Il est arrivé dans la classe de Mlle Cochon trois semaines après la rentrée. À première vue, on ne l’a pas trouvé bizarre. Mlle Cochon lui a demandé de s’installer près de moi, au fond de la salle.
Puis, elle nous l’a présenté. Elle a dit qu’il s’appelait Youpe Laboume. Personne n’a osé ricaner : Mlle Cochon n’aime pas qu’on se moque des noms propres. On sentait qu’elle souffrait sans doute de porter le nom des Cochon, une famille pourtant plus qu’honorable, qui avait compté des héros de la guerre, un député, l’inventeur du gaufrier à piles et plusieurs personnalités du département.

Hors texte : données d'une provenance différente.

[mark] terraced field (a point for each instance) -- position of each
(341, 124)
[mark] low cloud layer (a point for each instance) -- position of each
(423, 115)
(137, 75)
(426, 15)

Parmi les élèves, il y avait un Cornard, un Gambette, les jumeaux Tambouille, une Quatrefesses et un Morzifor. Il aurait fallu se moquer de tout le monde. C’était trop. Alors, tacitement, on avait décidé de ne se moquer de personne. Sauf de Durand Pierre qui était tellement normal que ça en devenait ridicule.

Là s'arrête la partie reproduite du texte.